Air and Breathing
The atmosphere of the earth is a thin, layered collection of gases, water vapor and particles. Most living creatures live in the atmosphere. The troposphere is the surface layer of air that absorbs visible sunlight. Heating, cooling, and water evaporation in the troposphere are expressed as weather.
The weight of air around an object exerts pressure. At sea-level the weight of air molecules above each square inch is about 14.7 pounds. Air pressure varies with temperature and weather patterns are described in terms of low pressure fronts interacting with higher pressure fronts.
The air thins as you ascend above the Earth air pressure and temperature drops. The stratosphere begins at about 12 miles altitude at the equator; about 5 miles at the poles. Solar ultraviolet radiation is absorbed by oxygen and ozone. The "ozone layer" is about 30 miles high; 90% is located within 10 miles above the Earth's surface. The atmosphere thins progressively in the mesosphere, the outer layer that extend to 53 miles altitude. Atmospheric gases eventually disappear into relatively empty, cold space.

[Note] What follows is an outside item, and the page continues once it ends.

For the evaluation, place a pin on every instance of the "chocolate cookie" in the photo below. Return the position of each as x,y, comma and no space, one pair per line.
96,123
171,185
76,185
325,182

Stratospheric ozone absorbs ultraviolet sunlight providing heat and protection for living creatures in the lower atmosphere. At the Earth's surface, ozone from human industry is toxic. In the 20th century, it became obvious that gases created by human activity changed the chemical composition of the troposphere and stratosphere with negative impacts on human survival. Large ozone holes appeared over the Antarctic and the Arctic Polar regions. Smaller areas of ozone depletion were recorded over other, more-populated regions of the Earth. Increases in surface UV-B radiation have been recorded wherever stratospheric ozone was depleted. A scientific consensus was reached that human-produced chemicals were responsible for ozone depletion. Combinations of volatile chemicals containing chlorine, fluorine, bromine, carbon, and hydrogen were responsible; carbon tetrachloride, and methyl chloroform were used in refrigeration, air conditioning, and as solvents. Halons, which contain carbon, bromine, fluorine, and chlorine were also implicated. An international agreement was achieved so that many governments outlawed CFCs, halons, carbon tetrachloride, and methyl chloroform.
Global Warming - Climate Changes
Progressive increases in the emission of greenhouse gases that warm the planet should be treated as a global emergency. Increased heat changes all environments. Humans are dying in increasing numbers when heat waves overwhelm them. Much attention has been paid to environmental pollution and the effects of specific toxic and carcinogenic molecules in our environments. Revelations of major alarming atmospheric changes - the greenhouse effect and ozone holes - have served to remind us of our destructive effect overall on planet Earth. We suffer individually and collectively from our own pollution.
Developments in the media made "green" the slogan for action to limit the adverse effects of air pollution. The media often suggested that this is a relatively new consensus that there is an environmental crisis. They excused people who have ignored the effect of greenhouse gases on climates global warming over the past 40 years. Some know what is really going on out there, but most people do not know or know but deny the obvious for selfish reasons.
The model of of atmospheric dynamics that has emerged from a high tech,
multidisciplinary study of the planet is complex. Important players in
atmospheric dynamics are:
Glass covering greenhouses admits light and heat energy but blocks some of the infrared heat energy that is radiated back. The green house stays warmer than the external environment. In the atmosphere, a similar effect occurs. Global warming means that the earth retains more of the sun's heat over time. The increased heating of greenhouse gases is reduced by increased reflection of the suns' energy reaching the earth by clouds and particle pollution in the atmosphere. Without particle pollution, the heating effects would be greater. The greenhouse effect from increased carbon dioxide, nitrous oxide and methane during the 20th century is the most conspicuous man-made change. The reduction in forest biomass and the exposure of ocean plankton to increase UV radiation are also concerns.
Heat drives weather and increased heat means increased turbulence in the atmosphere. The consequences vary with the distribution of this extra heat and its effect on ocean and air circulation patterns. We can accept paradoxical and extreme weather results as the extra heat makes weather systems more turbulent and changes air and water circulation patterns.
World Meteorological Organization/United Nations Environment Programme report, Scientific Assessment of Ozone Depletion: 1998 (WMO Global Ozone Research and Monitoring Project-Report No. 44, Geneva, 1999).